Even though Chicago Police Supt. David Brown says he’s committed to reforming the department, the changes are continuing to come slowly — with the city missing about 40% of last year’s deadlines under a federal consent decree, according to a watchdog report released Wednesday.
The 2019 consent decree — a sweeping court order requiring reforms to discipline, supervision, training and recruiting — stems from a 2017 lawsuit by Illinois Attorney General Kwame Raoul.
Raoul was concerned about cops engaging in civil-rights abuses — highlighted by the 2015 release of a video of a Chicago police officer shooting Laquan McDonald 16 times. Officer Jason Van Dyke went to prison for the killing.
Now, the department faces scrutiny over the more than 500 citizen complaints filed against police during the protests and rioting that gripped the city last summer.
“CPD’s response to the protests over George Floyd’s death also epitomized entrenched problems in its practices and culture,” Raoul wrote in a response to the latest of three watchdog reports on the consent decree since 2019.
“Whether through visibly refusing to comply with health precautions like wearing masks, obscuring badge numbers and nameplates, or using excessive force, a significant number of CPD officers (though not all) took actions that were openly hostile to the culture of accountability required by the consent decree,” Raoul said.
Maggie Hickey, the independent monitor of the consent decree, said its purpose is to ensure cops have the “training, resources and support they need to perform their jobs professionally and safely.” She noted last year’s deadlines were extended by more than two months because of Gov. J.B. Pritzker’s COVID-19 stay-at-home order in the spring.
Hickey said her team spent thousands of hours monitoring the city’s compliance with the decree and found the police department failed to comply — even on a preliminary basis — with 120 of 315 requirements. Also, only 17 of the 43 agreed-upon deadlines last year were met, she said.
“In sum, the city and the CPD did not meet most of the deadlines and compliance obligations in the third reporting period,” the report said.
Hickey’s report noted that three superintendents, including Brown, have been in office in the years since the consent decree was approved. The changes in administrations can “create logistical and cultural challenges that can slow reform,” she said.
She also pointed to two new citywide units of officers, the Critical Response Team and the Community Safety Team, saying, “We continue to have concerns regarding the challenges that these types of teams present and Chicago’s history with roving teams.” Corruption was rampant, for example, in the now-disbanded Special Operations Section, in which officers were convicted of ripping off drug dealers.
On Wednesday, Mayor Lori Lightfoot tried to get out ahead of the latest critical report card from the independent monitor by issuing a joint statement with Brown that claimed a “threefold increase” in compliance during the most recent reporting period.
She also accentuated the positive Wednesday after a ceremony opening a new firehouse at 1024 W. 119th St., the largest in Chicago history, which will serve as the new headquarters for Engine Co. 115.
“What the report reflects is that, even through a pandemic, the police department made up a lot of unfinished business from the previous two reports and then, really focused like a laser beam in making sure they got a lot of things right, a higher percentage of meeting deadlines, but importantly, making real, substantive progress,” she said.
“I’m not going to be satisfied until we believe that we have reached the end of a long journey, and we’re not there yet. But I’m very happy with the progress the department has made. I know that there’s a seriousness and a commitment that maybe hadn’t been there in the same way before.”
The city has at least five years from the beginning of the consent decree to comply with it. But it could take longer than that based on the experiences of other cities like Los Angeles, New Orleans and Seattle, the mayor said.
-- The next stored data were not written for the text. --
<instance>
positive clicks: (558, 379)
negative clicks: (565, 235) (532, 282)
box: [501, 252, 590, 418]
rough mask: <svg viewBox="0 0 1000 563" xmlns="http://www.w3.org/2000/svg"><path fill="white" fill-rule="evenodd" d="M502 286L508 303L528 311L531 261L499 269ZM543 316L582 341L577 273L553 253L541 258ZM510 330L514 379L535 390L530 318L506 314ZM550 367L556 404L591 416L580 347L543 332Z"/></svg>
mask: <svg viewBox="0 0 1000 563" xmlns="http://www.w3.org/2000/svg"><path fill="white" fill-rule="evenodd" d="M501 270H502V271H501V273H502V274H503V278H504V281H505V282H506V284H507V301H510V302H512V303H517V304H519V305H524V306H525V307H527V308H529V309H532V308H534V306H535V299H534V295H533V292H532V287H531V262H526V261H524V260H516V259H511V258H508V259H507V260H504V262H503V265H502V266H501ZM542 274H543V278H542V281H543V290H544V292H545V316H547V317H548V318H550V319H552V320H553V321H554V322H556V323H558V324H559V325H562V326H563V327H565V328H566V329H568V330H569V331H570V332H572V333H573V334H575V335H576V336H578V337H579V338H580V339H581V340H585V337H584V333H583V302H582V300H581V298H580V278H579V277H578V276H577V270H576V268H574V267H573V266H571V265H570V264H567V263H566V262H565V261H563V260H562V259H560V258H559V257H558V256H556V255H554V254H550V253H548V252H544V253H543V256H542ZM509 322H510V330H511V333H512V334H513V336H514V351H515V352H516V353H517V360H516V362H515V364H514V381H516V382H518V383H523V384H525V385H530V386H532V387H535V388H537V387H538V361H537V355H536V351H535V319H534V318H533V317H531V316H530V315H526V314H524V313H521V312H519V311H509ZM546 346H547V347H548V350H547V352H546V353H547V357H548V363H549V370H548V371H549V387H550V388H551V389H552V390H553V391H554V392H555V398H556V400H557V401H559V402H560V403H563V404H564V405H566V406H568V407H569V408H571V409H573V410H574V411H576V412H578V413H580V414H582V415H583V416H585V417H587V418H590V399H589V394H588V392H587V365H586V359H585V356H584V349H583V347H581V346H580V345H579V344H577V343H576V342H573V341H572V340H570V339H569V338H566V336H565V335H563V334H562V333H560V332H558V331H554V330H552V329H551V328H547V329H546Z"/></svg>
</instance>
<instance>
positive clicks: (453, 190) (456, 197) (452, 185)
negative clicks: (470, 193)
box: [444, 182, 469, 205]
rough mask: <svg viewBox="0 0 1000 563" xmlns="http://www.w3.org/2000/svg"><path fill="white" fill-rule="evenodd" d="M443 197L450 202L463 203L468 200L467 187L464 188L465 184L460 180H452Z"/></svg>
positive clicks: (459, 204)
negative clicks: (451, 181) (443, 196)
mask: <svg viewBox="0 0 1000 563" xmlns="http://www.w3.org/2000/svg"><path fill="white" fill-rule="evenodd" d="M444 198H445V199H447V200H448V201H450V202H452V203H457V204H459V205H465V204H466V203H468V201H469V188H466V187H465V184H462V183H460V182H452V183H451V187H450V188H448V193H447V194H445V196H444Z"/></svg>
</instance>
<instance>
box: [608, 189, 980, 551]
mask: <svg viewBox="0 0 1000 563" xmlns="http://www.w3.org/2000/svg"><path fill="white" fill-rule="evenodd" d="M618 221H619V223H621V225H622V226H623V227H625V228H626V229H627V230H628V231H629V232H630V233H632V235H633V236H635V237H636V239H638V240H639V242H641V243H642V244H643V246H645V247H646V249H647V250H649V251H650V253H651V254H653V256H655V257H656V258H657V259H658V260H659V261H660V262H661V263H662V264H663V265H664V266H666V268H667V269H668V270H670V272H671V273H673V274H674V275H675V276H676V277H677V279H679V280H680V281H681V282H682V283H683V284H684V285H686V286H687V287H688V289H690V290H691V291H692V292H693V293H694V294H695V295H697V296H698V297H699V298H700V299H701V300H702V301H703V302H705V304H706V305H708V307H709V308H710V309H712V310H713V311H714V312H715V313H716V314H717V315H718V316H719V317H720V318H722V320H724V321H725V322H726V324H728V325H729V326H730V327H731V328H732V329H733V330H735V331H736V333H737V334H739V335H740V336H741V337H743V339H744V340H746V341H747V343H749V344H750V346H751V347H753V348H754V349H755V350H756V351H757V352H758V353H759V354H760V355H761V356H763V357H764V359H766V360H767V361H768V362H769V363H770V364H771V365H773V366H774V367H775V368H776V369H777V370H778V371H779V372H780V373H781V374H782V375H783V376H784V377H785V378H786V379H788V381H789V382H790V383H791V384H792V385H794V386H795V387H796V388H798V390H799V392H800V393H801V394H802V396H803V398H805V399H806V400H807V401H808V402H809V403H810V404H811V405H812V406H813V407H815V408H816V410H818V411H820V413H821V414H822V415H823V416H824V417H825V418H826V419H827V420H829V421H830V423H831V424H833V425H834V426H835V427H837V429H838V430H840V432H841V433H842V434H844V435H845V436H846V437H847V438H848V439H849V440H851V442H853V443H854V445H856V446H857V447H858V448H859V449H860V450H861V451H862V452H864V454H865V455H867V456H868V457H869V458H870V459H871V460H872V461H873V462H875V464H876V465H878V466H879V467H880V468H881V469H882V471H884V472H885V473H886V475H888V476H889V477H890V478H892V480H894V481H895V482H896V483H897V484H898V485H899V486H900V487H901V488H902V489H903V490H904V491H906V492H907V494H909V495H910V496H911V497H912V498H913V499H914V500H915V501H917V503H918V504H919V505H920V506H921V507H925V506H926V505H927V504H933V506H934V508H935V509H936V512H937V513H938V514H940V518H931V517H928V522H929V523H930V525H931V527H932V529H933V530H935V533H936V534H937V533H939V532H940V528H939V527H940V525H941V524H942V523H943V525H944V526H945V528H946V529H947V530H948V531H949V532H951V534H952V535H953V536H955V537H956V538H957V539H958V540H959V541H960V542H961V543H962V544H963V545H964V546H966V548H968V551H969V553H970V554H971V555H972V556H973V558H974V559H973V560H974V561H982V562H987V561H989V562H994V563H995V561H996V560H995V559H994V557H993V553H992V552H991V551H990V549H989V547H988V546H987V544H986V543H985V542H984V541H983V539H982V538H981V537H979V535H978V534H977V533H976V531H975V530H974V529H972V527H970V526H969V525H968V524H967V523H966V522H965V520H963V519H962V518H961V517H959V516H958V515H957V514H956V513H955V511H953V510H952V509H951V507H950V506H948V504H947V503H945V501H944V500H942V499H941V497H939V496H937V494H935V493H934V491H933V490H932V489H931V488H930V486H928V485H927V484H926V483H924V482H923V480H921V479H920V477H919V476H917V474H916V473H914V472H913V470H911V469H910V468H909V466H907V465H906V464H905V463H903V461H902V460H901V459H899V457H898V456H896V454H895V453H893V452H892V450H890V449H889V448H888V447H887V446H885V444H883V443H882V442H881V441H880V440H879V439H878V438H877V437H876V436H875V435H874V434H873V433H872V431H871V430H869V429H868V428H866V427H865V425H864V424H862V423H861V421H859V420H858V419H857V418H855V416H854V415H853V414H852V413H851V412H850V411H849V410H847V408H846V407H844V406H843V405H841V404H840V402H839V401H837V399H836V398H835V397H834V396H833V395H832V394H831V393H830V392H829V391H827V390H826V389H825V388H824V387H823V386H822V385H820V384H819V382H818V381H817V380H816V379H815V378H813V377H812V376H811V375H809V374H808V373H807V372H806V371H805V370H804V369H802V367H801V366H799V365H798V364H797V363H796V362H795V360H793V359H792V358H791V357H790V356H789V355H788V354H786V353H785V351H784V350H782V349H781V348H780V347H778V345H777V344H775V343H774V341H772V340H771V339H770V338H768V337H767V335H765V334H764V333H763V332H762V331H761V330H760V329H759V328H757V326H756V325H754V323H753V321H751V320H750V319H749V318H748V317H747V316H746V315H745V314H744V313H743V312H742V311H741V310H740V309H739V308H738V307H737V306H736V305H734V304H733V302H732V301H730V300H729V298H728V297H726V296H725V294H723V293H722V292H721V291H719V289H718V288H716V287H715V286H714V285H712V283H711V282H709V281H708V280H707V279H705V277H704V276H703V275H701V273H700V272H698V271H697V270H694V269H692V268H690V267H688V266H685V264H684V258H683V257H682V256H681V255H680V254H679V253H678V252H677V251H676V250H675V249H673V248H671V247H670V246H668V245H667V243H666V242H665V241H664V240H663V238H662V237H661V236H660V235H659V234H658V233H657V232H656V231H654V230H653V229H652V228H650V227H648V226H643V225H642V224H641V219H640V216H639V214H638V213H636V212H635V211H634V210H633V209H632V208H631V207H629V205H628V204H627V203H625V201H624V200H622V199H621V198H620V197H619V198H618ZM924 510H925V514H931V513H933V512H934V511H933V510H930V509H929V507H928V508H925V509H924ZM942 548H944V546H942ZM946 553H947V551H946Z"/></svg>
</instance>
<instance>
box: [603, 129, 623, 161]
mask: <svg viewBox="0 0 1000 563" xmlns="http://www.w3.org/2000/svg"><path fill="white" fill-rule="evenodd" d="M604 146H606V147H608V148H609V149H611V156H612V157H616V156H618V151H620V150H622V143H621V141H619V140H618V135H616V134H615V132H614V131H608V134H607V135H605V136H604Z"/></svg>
Lightfoot rejected a claim from the American Civil Liberties Union of Illinois that the police department has made insufficient and late progress toward “community engagement.” There are always “new people that you need to reach,” she said, adding that Brown made a “significant commitment around community engagement” that represents a “sea change in the mindset” of the police brass.
Brown mandated that “every front-facing department member and unit engage in some kind of act of community engagement or service every week,” Lightfoot said. That includes tactical officers and members of specialized units like the Community Safety Team.
To underscore the “sea change,” Lightfoot said cops are now coming up with their own projects to help serve children and seniors in Chicago neighborhoods. “Where there may have been reluctance early on, now there’s enthusiasm on the part of members of this department. And that is a big sea change,” she said.
Raoul previously told the Sun-Times that it’s like “pulling teeth to get compliance with just producing documents.” In his response to the latest report, he said a lot of the police department’s commitments to transparency and accountability haven’t been implemented. He also complained about the Civilian Office of Police Accountability’s failure to comply with court-ordered mandates.
Lightfoot responded by pointing fingers.
“With due respect to the attorney general, there’s a lot of work that needs to be done also at the state level. And it would be good if they also focus on making sure that their house was clean,” she said.
Also Wednesday, the Chicago Police Department was the focus of a separate critical report by city Inspector General Joseph Ferguson, who said police have made “minimal progress” in developing a new gang intelligence system after the older version was blasted for “widespread data quality issues.”